I scarfed down The Tudors several episodes at a time. Gosh I miss that show.

Most recently I watched nearly all of the first season of *Lucifer *in one day.

I binge stuff all the time, so I’ll go with the most recent: I watched all of Luke Cage on Netflix the night it was released (they were available here starting at 2 a.m.). I read all of the “Mr. Mercedes” books by Stephen King over the course of a weekend. I watched Season 6 of Archer just yesterday.

My job has a 4-days-on/3-days-off schedule, so I can binge something and still have a full weekend of outdoor activities. I also like bingeing tv because I have a “couch potato” workout I do between eps. When people say “you’re in pretty good shape” it’s fun to reply “Well, I watch a lot of television.”

After the 1st season of The Expanse (TV series) ended, I went through all 5 novels it’s based on in a couple of weeks. Combination of e-book and audiobook - bought both from Amazon; Kindle app syncs progress between them.

(Actually the 1st season of the TV series only covers the first half of the first novel.)
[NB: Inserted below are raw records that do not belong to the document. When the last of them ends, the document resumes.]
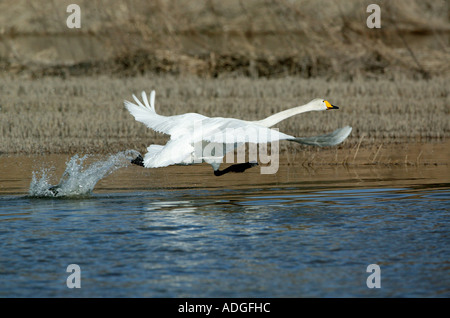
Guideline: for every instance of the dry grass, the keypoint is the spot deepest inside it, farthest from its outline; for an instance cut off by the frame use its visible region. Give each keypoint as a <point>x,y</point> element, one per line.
<point>87,114</point>
<point>270,38</point>
<point>62,91</point>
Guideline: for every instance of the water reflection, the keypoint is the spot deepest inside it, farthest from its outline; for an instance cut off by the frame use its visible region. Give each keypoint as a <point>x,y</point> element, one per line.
<point>290,235</point>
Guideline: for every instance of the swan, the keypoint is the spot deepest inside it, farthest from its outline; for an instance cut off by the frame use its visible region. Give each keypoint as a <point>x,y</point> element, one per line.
<point>195,138</point>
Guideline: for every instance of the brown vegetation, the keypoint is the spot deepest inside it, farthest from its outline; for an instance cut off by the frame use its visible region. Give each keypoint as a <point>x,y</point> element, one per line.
<point>62,90</point>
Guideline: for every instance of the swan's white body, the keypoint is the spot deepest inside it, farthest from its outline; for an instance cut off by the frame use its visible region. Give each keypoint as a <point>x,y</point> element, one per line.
<point>192,134</point>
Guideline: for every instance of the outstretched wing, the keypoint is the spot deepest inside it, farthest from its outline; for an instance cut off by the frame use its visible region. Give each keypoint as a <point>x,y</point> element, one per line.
<point>146,114</point>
Me too. For me, it was a poor choice, because it made clear how ridiculously formulaic it was. Mystery ailment. Wrong diagnosis 1. Nearly Fatal reaction 1. Bad diagnosis 2. Nearly fatal reaction 2. Someone makes a comment. House cocks and eyebrow, squints, sighs and orders a new treatment. Patient recovers.

I watched Breaking Bad with no ill effects whatsoever.

We watched the whole of Downton Abbey 3 or 4 episodes a night over consecutive nights. I have no idea why I found it so enjoyable; I hate the privileged classes like only a working-class oik can. Guess I was happy to be visually and mentally wrapped in something warm and fluffy after a cruel day’s work.

Firefly

Each series of “Miss Fisher’s Murder Mysteries” for IMCDb.